Fresh Tests For Obamacare

NYT's Paul Krugman slams latest conservative legal attack on Obamacare: "...it now appears possible that the Supreme Court may be willing to deprive millions of Americans of health care on the basis of an ... obvious typo ... if you look at the specific language authorizing those subsidies, it could be taken — by an incredibly hostile reader — to say that they’re available only to Americans using state-run exchanges, not to those using the federal exchanges ... everything else in the act makes it clear that this was not the drafters’ intention, and in any case you can ask them directly, and they’ll tell you that this was nothing but sloppy language ... Once upon a time, this lawsuit would have been literally laughed out of court..."

Conservatives press McConnell to use procedural maneuver for repealing Obamacare. The Hill: "With Senate Democrats likely to filibuster any stand-alone repeal bill, conservatives say incoming Senate majority leader Mitch McConnell (R-Ky.) should use a procedural maneuver known as reconciliation to muscle through a bill with 51 votes ... McConnell suggested at a post-election press conference last week that Republicans could take advantage of reconciliation, but did not commit to using it for ObamaCare repeal."

New website test as next Obamacare enrollment period nears. W. Post: "...the Obama administration is expressing confidence that HealthCare.gov is no longer the rickety online insurance marketplace that exasperated consumers a year ago. Behind the scenes, however, federal health officials and government contractors are scrambling, according to confidential documents and federal and outside experts familiar with this work. They have been making contingency plans in case the information technology or other aspects prove less sturdy than the administration predicts.
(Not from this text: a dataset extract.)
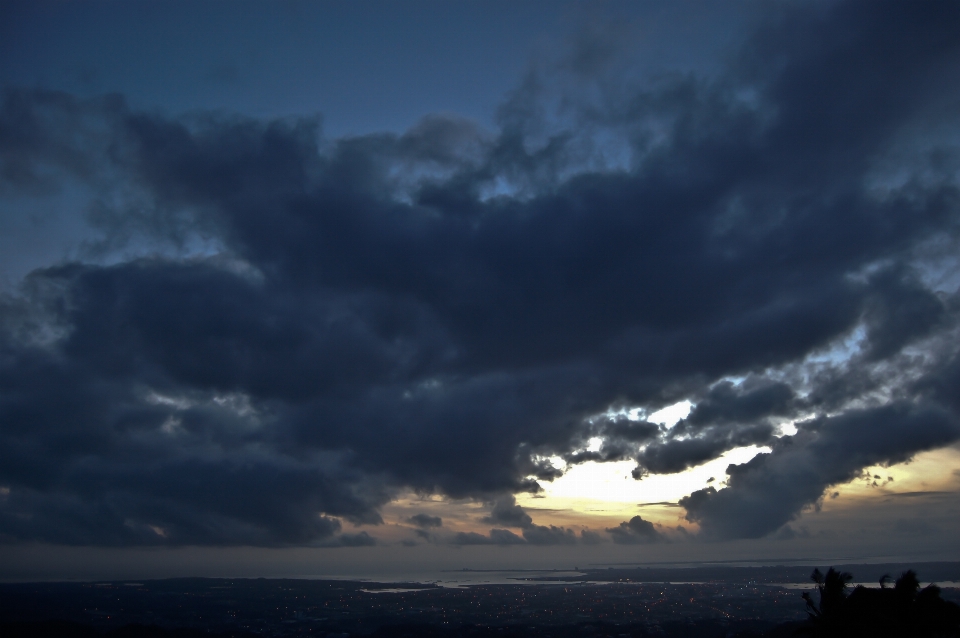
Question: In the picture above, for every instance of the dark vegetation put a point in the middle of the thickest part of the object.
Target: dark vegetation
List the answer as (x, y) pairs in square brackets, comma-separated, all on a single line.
[(249, 608), (901, 610)]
And some preparations are coming down to the wire."

Breakfast Sides

Student loan debt disproportionately saddles graduate students. Time: "Graduate students now collectively owe as much as 40 percent of the estimated $1.2 trillion in outstanding student debt, according to the New America Foundation, even though they make up only 14 percent of all university enrollment ... In 2012, to save about $1.8 billion a year, Congress also stopped subsidizing the interest that accumulates on federal student loans taken out by graduate students while they’re in school and for six months after they finish. And a proposal to streamline existing federal tax credits would reduce the deductions they will be able to take for educational expenses."

Backlash over high-stakes testing grows. NYT: "... this year not only parents but also educators across Florida are rebelling. They have joined anational protest in which states have repealed their graduation test requirements, postponed the consequences of testing for the Common Core — national standards in more than 40 states — and rolled back the number of required exams."

Judge in AIG bailout trial seems sympathetic to billionaire litigant Maurice Greenberg: "Maurice R. Greenberg, the ousted chief executive of American International Group Inc., was practically laughed out of New York for claiming that he and other shareholders were shortchanged by the U.S. government's $182-billion bailout of AIG. No one's laughing now ... Greenberg couldn't have landed a more receptive judge than Thomas C. Wheeler, who has focused on the minutia of the bailout deal while rebuffing the government's efforts to raise the broader context of the global financial fiasco ... Wheeler ... spent his career as a corporate lawyer specializing in government contract claims before his appointment to the bench in 2005 by then-President George W. Bush."